NASA did not keep the tape of the Apollo 11 moon landing. Hollywood helped.
Supporters of the theory that Armstrong was not on the Moon, but only in a movie studio, will now have something to talk about. NASA did not keep the tape with the footage of the landing! But where NASA can't, Hollywood will help...

The embarrassing fact that NASA sent a man to the Moon but did not keep a tape of the landing was announced yesterday, on the 40th anniversary of the launch of Apollo 11, by a spokesman for the American space agency. NASA simply reused the media, erasing its previous, priceless content!
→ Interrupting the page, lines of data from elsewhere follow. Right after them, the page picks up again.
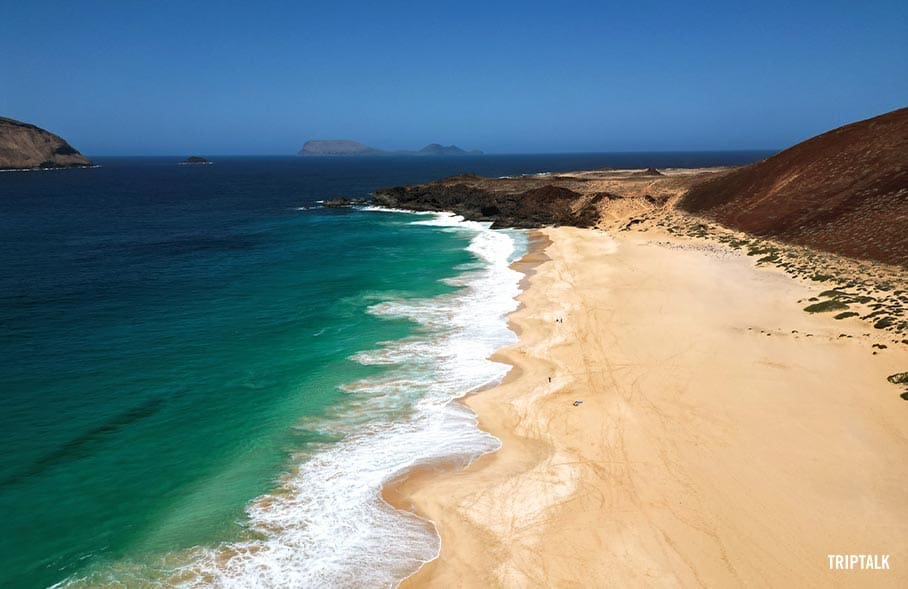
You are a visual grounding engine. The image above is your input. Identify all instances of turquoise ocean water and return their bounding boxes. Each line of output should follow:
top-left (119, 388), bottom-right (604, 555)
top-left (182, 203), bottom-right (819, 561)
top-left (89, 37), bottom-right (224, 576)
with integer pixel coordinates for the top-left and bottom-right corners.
top-left (0, 153), bottom-right (765, 587)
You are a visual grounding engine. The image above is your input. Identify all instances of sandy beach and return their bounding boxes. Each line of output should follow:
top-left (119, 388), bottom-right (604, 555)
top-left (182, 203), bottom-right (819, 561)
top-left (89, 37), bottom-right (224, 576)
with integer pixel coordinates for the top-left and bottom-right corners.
top-left (386, 228), bottom-right (908, 587)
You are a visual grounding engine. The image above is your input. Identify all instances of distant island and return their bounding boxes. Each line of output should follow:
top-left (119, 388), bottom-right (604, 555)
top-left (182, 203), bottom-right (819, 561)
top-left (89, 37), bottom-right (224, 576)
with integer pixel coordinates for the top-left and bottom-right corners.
top-left (178, 155), bottom-right (212, 166)
top-left (298, 139), bottom-right (482, 157)
top-left (0, 117), bottom-right (94, 170)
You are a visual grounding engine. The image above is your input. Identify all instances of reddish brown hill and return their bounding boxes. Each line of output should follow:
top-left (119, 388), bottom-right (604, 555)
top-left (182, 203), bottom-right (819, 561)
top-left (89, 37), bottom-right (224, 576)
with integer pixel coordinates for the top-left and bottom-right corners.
top-left (679, 108), bottom-right (908, 266)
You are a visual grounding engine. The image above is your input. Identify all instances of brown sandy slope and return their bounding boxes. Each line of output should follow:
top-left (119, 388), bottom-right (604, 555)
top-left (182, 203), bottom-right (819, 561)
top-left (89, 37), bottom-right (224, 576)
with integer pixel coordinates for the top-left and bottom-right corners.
top-left (679, 108), bottom-right (908, 266)
top-left (0, 117), bottom-right (92, 170)
top-left (386, 227), bottom-right (908, 589)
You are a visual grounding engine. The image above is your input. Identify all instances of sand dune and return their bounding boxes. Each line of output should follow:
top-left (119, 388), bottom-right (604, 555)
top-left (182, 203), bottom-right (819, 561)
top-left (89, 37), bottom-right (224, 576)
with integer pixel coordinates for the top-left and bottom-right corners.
top-left (387, 228), bottom-right (908, 587)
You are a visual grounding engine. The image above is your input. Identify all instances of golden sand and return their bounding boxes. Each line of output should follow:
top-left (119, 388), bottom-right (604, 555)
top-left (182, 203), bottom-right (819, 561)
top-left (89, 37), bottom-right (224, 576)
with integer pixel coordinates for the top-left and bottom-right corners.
top-left (386, 228), bottom-right (908, 587)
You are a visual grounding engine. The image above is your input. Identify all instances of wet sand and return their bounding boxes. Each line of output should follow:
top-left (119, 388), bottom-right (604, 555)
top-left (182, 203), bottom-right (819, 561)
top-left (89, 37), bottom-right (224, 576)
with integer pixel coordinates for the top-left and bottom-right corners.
top-left (385, 228), bottom-right (908, 587)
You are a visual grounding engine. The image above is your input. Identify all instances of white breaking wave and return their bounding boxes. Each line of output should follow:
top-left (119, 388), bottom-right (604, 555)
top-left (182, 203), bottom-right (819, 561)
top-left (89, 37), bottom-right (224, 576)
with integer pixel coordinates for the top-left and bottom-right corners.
top-left (173, 209), bottom-right (525, 588)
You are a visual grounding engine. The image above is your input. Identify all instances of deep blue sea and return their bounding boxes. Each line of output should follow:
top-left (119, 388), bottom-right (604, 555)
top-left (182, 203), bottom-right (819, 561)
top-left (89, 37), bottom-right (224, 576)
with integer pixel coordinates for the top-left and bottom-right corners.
top-left (0, 152), bottom-right (768, 587)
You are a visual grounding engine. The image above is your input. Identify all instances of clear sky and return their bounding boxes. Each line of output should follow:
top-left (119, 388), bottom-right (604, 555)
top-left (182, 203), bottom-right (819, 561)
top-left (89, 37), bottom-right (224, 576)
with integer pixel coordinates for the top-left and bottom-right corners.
top-left (0, 0), bottom-right (908, 155)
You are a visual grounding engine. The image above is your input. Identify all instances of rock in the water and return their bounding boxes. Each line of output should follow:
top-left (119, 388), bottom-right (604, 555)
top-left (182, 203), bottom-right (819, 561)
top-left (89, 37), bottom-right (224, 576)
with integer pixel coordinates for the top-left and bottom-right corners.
top-left (299, 139), bottom-right (384, 157)
top-left (0, 117), bottom-right (93, 170)
top-left (180, 155), bottom-right (211, 166)
top-left (299, 139), bottom-right (482, 157)
top-left (322, 196), bottom-right (368, 208)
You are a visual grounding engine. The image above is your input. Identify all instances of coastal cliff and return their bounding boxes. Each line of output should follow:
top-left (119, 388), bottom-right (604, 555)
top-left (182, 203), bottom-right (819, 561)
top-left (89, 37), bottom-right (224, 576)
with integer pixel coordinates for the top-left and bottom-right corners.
top-left (372, 108), bottom-right (908, 267)
top-left (0, 117), bottom-right (92, 170)
top-left (679, 108), bottom-right (908, 266)
top-left (372, 168), bottom-right (708, 229)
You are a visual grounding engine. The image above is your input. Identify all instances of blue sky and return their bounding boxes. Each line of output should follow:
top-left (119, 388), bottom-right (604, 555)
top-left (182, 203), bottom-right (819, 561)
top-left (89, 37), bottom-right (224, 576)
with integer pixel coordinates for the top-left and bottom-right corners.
top-left (0, 0), bottom-right (908, 155)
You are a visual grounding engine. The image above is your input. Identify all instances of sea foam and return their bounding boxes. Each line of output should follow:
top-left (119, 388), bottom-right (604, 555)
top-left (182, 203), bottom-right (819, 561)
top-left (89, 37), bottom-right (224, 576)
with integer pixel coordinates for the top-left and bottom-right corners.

Fortunately, Hollywood came to the rescue.
Landing in HD
The Casablanca studio sharpened and cleaned the preserved, snowy copies of the landing coverage, making the film much better now than what audiences saw 40 years ago. The material was provided by four copies of reports from the landing that NASA sent to various television stations four decades ago. – "Nothing was added or artificially created," says Dick Nafzger, the engineer responsible for the entire film project. - "However, you can now see new details," he adds.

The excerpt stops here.